Qué sentido tiene que nazca el mosquito si luego se lo comerá la rana, y qué sentido tiene que esta se coma el mosquito si a ella se la comerá la culebra, y qué sentido tiene que la culebra se coma la rana si a ella se la comerá el águila culebrera, y qué sentido tiene que el águila se coma a la culebra si ella acabará muerta por el veneno o por el disparo de un hombre, y qué sentido tiene que el hombre mate al águila si luego él acabará muerto, con su cuerpo pudriéndose en la tierra.

Es como el giro permanente y sin fin de una maquinaria en la cual el ser humano es una pieza más del engranaje.

En esta rueda, los seres vivos (plantas y animales, incluidas las personas), cumplimos nuestra función como verdaderos autómatas. Las generaciones se van sucediendo una tras otra de un modo desesperante y sin objetivo conocido: nacemos, crecemos, nos reproducimos y morimos. Y la rueda de la vida continúa siempre con el mismo esquema.

Quien diseñara o planificara la vida utilizó un elemento como energía indispensable para que funcionara: el dolor o sufrimiento.

Los seres vivos tienen que destrozarse y comerse unos a otros diariamente para sobrevivir. Y eso es sufrimiento y dolor. Incluso aquellos que se encuentran en la cúspide de la pirámide, con pocos o ningún depredador, arrastrarán también su sufrimiento en su paso por el tiempo hasta terminar comidos por los gusanos.

Algunas personas se engañan así mismas con fugaces estados de bienestar. Pero a poco que analicen o empaticen con el resto de seres vivos concluirán que, en  el balance global, la vida es “un valle de lágrimas”.

No sabemos si la vida tiene sentido, pero si lo tiene, lo desconocemos.

Existen religiones que mantienen que todo se debe a un pecado original que cometimos antes de nacer (¿ ?), y que hay que resignarse.

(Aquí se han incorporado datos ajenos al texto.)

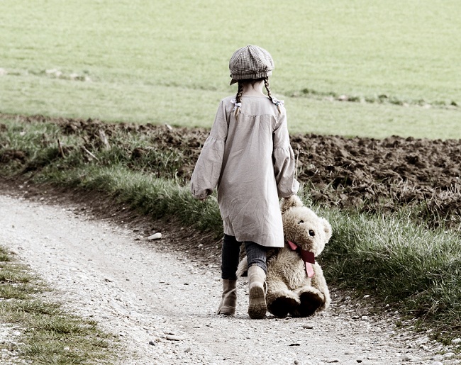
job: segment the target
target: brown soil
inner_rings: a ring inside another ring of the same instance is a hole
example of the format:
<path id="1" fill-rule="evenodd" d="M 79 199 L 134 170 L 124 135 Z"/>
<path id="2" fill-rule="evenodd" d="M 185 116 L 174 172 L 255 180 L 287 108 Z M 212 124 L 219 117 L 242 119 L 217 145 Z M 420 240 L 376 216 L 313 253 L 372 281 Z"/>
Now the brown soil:
<path id="1" fill-rule="evenodd" d="M 0 116 L 0 122 L 2 118 L 11 116 Z M 63 133 L 82 137 L 89 150 L 104 148 L 101 131 L 109 143 L 122 135 L 143 134 L 149 141 L 149 148 L 133 148 L 128 145 L 122 148 L 133 168 L 183 181 L 190 178 L 209 133 L 204 128 L 111 124 L 91 119 L 15 118 L 24 123 L 53 121 Z M 0 123 L 0 130 L 6 128 Z M 298 179 L 311 189 L 309 196 L 313 203 L 371 213 L 394 211 L 406 206 L 414 219 L 422 219 L 431 226 L 459 228 L 461 140 L 398 136 L 376 140 L 306 134 L 292 135 L 291 146 L 298 158 Z M 66 148 L 72 147 L 62 146 L 62 153 Z M 159 154 L 163 156 L 161 158 L 170 157 L 167 172 L 155 161 L 154 155 Z M 143 165 L 143 159 L 150 159 L 150 162 Z M 4 150 L 0 163 L 11 159 L 24 164 L 27 156 L 22 151 Z M 26 169 L 37 167 L 29 165 Z"/>

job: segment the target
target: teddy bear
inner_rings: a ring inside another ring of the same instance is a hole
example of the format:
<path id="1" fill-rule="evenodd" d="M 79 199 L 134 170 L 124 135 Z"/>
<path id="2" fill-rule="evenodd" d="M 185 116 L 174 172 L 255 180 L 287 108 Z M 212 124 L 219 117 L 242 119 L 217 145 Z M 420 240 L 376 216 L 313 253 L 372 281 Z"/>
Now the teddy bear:
<path id="1" fill-rule="evenodd" d="M 267 250 L 267 310 L 275 317 L 307 317 L 326 309 L 331 299 L 322 268 L 315 262 L 331 237 L 331 225 L 304 206 L 297 196 L 280 208 L 285 246 Z M 244 276 L 246 257 L 238 274 Z"/>

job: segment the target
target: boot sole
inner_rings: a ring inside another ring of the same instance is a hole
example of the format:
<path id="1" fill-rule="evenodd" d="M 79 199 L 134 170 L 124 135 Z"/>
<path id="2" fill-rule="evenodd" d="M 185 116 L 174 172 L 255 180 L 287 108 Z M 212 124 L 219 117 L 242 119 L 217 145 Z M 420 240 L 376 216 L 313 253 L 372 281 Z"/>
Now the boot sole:
<path id="1" fill-rule="evenodd" d="M 233 307 L 223 307 L 218 310 L 217 314 L 234 315 L 235 314 L 235 308 Z"/>
<path id="2" fill-rule="evenodd" d="M 255 286 L 250 289 L 248 315 L 252 320 L 262 320 L 266 316 L 267 307 L 264 289 Z"/>

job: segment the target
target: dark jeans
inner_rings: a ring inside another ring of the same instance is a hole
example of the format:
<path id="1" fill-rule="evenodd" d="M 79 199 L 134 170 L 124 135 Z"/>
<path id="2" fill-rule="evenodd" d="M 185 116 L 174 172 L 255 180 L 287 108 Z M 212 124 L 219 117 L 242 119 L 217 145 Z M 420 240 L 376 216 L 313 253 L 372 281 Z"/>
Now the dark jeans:
<path id="1" fill-rule="evenodd" d="M 240 260 L 242 243 L 245 243 L 248 267 L 256 264 L 262 269 L 264 272 L 267 272 L 266 247 L 251 241 L 240 242 L 235 240 L 234 236 L 224 235 L 221 266 L 222 279 L 237 280 L 235 273 Z"/>

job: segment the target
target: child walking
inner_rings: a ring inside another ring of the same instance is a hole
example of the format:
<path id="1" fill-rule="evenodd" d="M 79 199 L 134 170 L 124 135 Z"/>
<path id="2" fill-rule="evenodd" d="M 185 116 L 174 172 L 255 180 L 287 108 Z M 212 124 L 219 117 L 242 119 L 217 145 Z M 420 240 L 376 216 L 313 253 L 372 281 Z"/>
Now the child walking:
<path id="1" fill-rule="evenodd" d="M 266 315 L 266 249 L 283 247 L 279 198 L 295 194 L 294 155 L 290 146 L 283 101 L 272 96 L 270 54 L 256 45 L 237 50 L 229 61 L 236 95 L 218 108 L 191 179 L 194 197 L 206 199 L 218 188 L 223 222 L 221 257 L 223 295 L 218 313 L 233 315 L 240 246 L 248 262 L 252 319 Z M 263 91 L 265 87 L 267 95 Z"/>

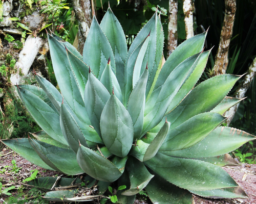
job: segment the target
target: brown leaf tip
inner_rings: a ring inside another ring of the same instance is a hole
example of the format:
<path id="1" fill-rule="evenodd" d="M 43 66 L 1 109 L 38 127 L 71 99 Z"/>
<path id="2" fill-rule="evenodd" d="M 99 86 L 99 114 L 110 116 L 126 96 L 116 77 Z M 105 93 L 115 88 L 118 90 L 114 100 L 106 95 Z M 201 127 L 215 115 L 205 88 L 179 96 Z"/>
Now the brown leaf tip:
<path id="1" fill-rule="evenodd" d="M 109 58 L 109 60 L 108 60 L 108 64 L 110 64 L 110 58 Z"/>

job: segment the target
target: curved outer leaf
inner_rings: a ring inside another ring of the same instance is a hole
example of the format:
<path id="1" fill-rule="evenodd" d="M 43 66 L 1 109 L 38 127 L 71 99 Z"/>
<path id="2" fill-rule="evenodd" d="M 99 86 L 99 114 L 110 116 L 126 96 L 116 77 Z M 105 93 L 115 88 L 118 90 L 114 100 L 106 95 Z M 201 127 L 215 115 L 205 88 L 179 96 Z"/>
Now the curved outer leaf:
<path id="1" fill-rule="evenodd" d="M 58 147 L 62 148 L 63 149 L 70 149 L 69 146 L 65 145 L 59 142 L 58 141 L 55 140 L 47 135 L 45 131 L 40 131 L 36 133 L 30 133 L 37 140 L 41 142 L 45 142 L 47 144 L 51 144 L 53 146 L 56 146 Z"/>
<path id="2" fill-rule="evenodd" d="M 41 160 L 55 170 L 68 175 L 84 172 L 77 164 L 76 155 L 73 150 L 57 147 L 30 138 L 29 141 Z"/>
<path id="3" fill-rule="evenodd" d="M 63 96 L 50 82 L 37 74 L 35 75 L 35 78 L 41 88 L 51 100 L 58 112 L 59 113 L 61 101 Z"/>
<path id="4" fill-rule="evenodd" d="M 78 85 L 70 68 L 64 44 L 50 35 L 48 42 L 54 73 L 64 98 L 80 120 L 91 124 Z"/>
<path id="5" fill-rule="evenodd" d="M 74 117 L 76 122 L 77 122 L 78 126 L 81 129 L 83 135 L 85 136 L 86 140 L 91 142 L 103 144 L 103 141 L 99 135 L 97 134 L 95 130 L 91 128 L 88 124 L 87 124 L 84 121 L 81 121 L 77 116 L 67 104 L 66 100 L 63 99 L 63 96 L 61 94 L 60 94 L 60 93 L 59 93 L 59 92 L 55 87 L 54 87 L 54 86 L 52 85 L 52 84 L 51 84 L 47 80 L 38 75 L 36 75 L 36 78 L 40 84 L 40 86 L 41 86 L 45 92 L 48 96 L 49 98 L 52 101 L 52 105 L 54 105 L 58 113 L 60 112 L 60 106 L 63 100 L 66 108 L 68 109 L 70 114 L 72 115 L 72 117 Z M 38 89 L 37 88 L 35 89 L 36 90 Z M 47 103 L 49 105 L 51 104 L 48 102 L 47 102 Z M 54 108 L 53 108 L 53 109 L 54 109 Z M 94 144 L 90 144 L 90 146 L 92 147 L 95 145 Z"/>
<path id="6" fill-rule="evenodd" d="M 166 111 L 167 112 L 169 112 L 175 108 L 189 91 L 193 89 L 195 85 L 198 81 L 204 71 L 210 51 L 204 52 L 202 53 L 202 56 L 196 67 L 170 102 Z"/>
<path id="7" fill-rule="evenodd" d="M 134 141 L 140 138 L 143 125 L 145 94 L 148 71 L 145 69 L 130 96 L 127 110 L 132 118 L 134 128 Z"/>
<path id="8" fill-rule="evenodd" d="M 200 113 L 209 111 L 226 96 L 240 76 L 222 74 L 205 81 L 193 89 L 172 112 L 166 115 L 170 130 Z"/>
<path id="9" fill-rule="evenodd" d="M 162 86 L 153 91 L 145 105 L 143 134 L 161 121 L 170 101 L 194 71 L 201 56 L 199 53 L 182 62 L 172 72 Z"/>
<path id="10" fill-rule="evenodd" d="M 170 124 L 165 122 L 159 132 L 153 138 L 146 138 L 147 143 L 142 140 L 137 141 L 136 145 L 132 147 L 130 155 L 138 159 L 141 162 L 148 160 L 155 157 L 163 143 L 169 130 Z M 143 138 L 145 140 L 145 138 Z"/>
<path id="11" fill-rule="evenodd" d="M 151 174 L 144 164 L 133 157 L 129 158 L 126 168 L 131 182 L 130 188 L 122 193 L 122 195 L 135 195 L 147 185 L 154 175 Z"/>
<path id="12" fill-rule="evenodd" d="M 59 36 L 54 34 L 53 33 L 51 33 L 51 35 L 52 37 L 54 38 L 56 40 L 61 42 L 61 43 L 63 43 L 65 45 L 65 47 L 66 47 L 68 48 L 68 49 L 71 52 L 71 53 L 72 53 L 75 56 L 78 58 L 79 60 L 82 60 L 82 56 L 81 55 L 80 53 L 78 51 L 77 51 L 76 48 L 74 46 L 73 46 L 71 44 L 70 44 L 68 42 L 64 41 L 63 40 L 63 39 L 60 38 Z"/>
<path id="13" fill-rule="evenodd" d="M 185 149 L 193 146 L 206 137 L 225 119 L 216 113 L 204 113 L 194 116 L 170 130 L 160 150 L 164 153 L 165 151 Z"/>
<path id="14" fill-rule="evenodd" d="M 41 159 L 29 143 L 28 138 L 2 140 L 1 142 L 32 163 L 46 169 L 54 170 Z"/>
<path id="15" fill-rule="evenodd" d="M 60 121 L 63 135 L 75 153 L 77 152 L 79 142 L 83 146 L 88 147 L 84 136 L 77 123 L 63 104 L 61 104 L 60 107 Z"/>
<path id="16" fill-rule="evenodd" d="M 84 172 L 98 180 L 113 182 L 122 175 L 119 169 L 110 161 L 82 145 L 78 149 L 77 159 Z M 127 160 L 127 158 L 123 159 Z"/>
<path id="17" fill-rule="evenodd" d="M 240 103 L 244 98 L 237 98 L 232 97 L 226 96 L 221 102 L 214 109 L 210 112 L 218 113 L 221 115 L 223 115 L 230 108 L 234 106 L 236 104 Z M 227 117 L 226 116 L 226 117 Z"/>
<path id="18" fill-rule="evenodd" d="M 151 180 L 145 188 L 151 200 L 154 203 L 193 204 L 195 202 L 191 193 L 169 182 L 158 175 Z"/>
<path id="19" fill-rule="evenodd" d="M 185 189 L 208 190 L 238 186 L 226 171 L 201 161 L 158 153 L 144 164 L 169 182 Z"/>
<path id="20" fill-rule="evenodd" d="M 90 66 L 96 78 L 100 79 L 110 57 L 111 68 L 115 74 L 113 52 L 94 16 L 83 47 L 83 61 Z"/>
<path id="21" fill-rule="evenodd" d="M 100 117 L 103 141 L 109 151 L 125 157 L 133 144 L 133 121 L 128 111 L 114 94 L 111 94 Z"/>
<path id="22" fill-rule="evenodd" d="M 105 13 L 100 26 L 112 47 L 116 62 L 116 75 L 122 93 L 123 93 L 124 62 L 127 52 L 127 44 L 122 27 L 110 8 Z"/>
<path id="23" fill-rule="evenodd" d="M 206 34 L 207 32 L 205 32 L 190 38 L 174 50 L 163 66 L 157 79 L 154 90 L 157 89 L 162 86 L 168 76 L 180 63 L 186 59 L 202 50 Z"/>
<path id="24" fill-rule="evenodd" d="M 255 138 L 252 135 L 233 128 L 218 127 L 195 145 L 164 154 L 187 158 L 216 157 L 228 153 Z"/>
<path id="25" fill-rule="evenodd" d="M 55 140 L 68 145 L 60 129 L 59 115 L 44 91 L 33 86 L 19 85 L 17 92 L 27 109 L 41 129 Z"/>
<path id="26" fill-rule="evenodd" d="M 89 68 L 82 60 L 79 59 L 68 49 L 66 49 L 66 50 L 70 68 L 73 71 L 80 94 L 83 99 L 84 88 L 88 80 Z"/>
<path id="27" fill-rule="evenodd" d="M 103 71 L 100 82 L 106 87 L 109 92 L 112 93 L 114 89 L 114 92 L 120 101 L 123 101 L 123 96 L 122 91 L 120 88 L 119 84 L 117 81 L 116 75 L 113 72 L 110 66 L 110 60 L 108 62 L 105 69 Z"/>
<path id="28" fill-rule="evenodd" d="M 91 122 L 100 137 L 100 116 L 110 97 L 108 90 L 91 72 L 84 90 L 84 103 Z"/>
<path id="29" fill-rule="evenodd" d="M 209 198 L 249 198 L 242 187 L 224 188 L 209 191 L 189 191 L 192 193 L 200 196 Z"/>
<path id="30" fill-rule="evenodd" d="M 214 157 L 196 158 L 197 160 L 210 163 L 221 167 L 225 166 L 238 166 L 239 164 L 228 154 Z"/>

Teólogos, como el jesuita Salvador Freixedo, afirman que nuestro sufrimiento, nuestra maldad, así como las apasionadas exaltaciones colectivas de rivalidad, son absorbidos como una golosina por ciertos “dioses” que las provocan para su disfrute, controlándonos y manipulándonos desde alguna invisible y desconocida dimensión.

En cualquier caso, los humanos deberíamos preguntarnos si podríamos rebelarnos y luchar contra esta situación; si podríamos salir de nuestra pasividad y oponernos de alguna manera al  entorno de dolor que se nos impone.

En este sentido, hacemos el siguiente planteamiento:

Para que haya dolor y sufrimiento tiene que haber un sujeto que lo padezca; pero si no existe tal sujeto, se elimina ese sufrimiento. Sin perros que la padecieran, por ejemplo, no podría darse la rabia canina que causa el dolor en esos animales.

No estamos proponiendo un suicidio colectivo, puesto que la persona está diseñada para que no quiera autodestruirse (aunque, a veces, falle ese diseño); pero sí apuntamos una solución: disminuir los nacimientos progresivamente.

Este asunto hay que contemplarlo de modo universal y con generosidad. Y decimos generosidad porque, como analizamos en otro artículo, la reproducción no se hace por amor, sino por egoísmo de los padres. Debemos pensar que cada vez que traigamos un ser a este mundo viene a sufrir.

Sabemos que es difícil lograr el objetivo completo, pero si en vez de vivir siete mil millones de personas sobre el planeta, como ahora ocurre, se redujera, por ejemplo, a dos mil, cinco mil individuos que se librarían del mal.

En cuanto a las otras especies, no debe pesarnos su extinción. Especie que no existe, sufrimiento eliminado.

Habría que rebelarse contra este tipo de vida que lleva en su esencia el padecimiento de los seres vivos.

Los que no lo ven claro o dudan  que contemplen el mundo tal y como es, y no como quisieran que fuera; que se sacudan los tópicos que les han enseñado y llevan adheridos. Que observen y analicen lo más objetivamente posible al menos el reino animal (incluida la humanidad) y saquen sus propias conclusiones.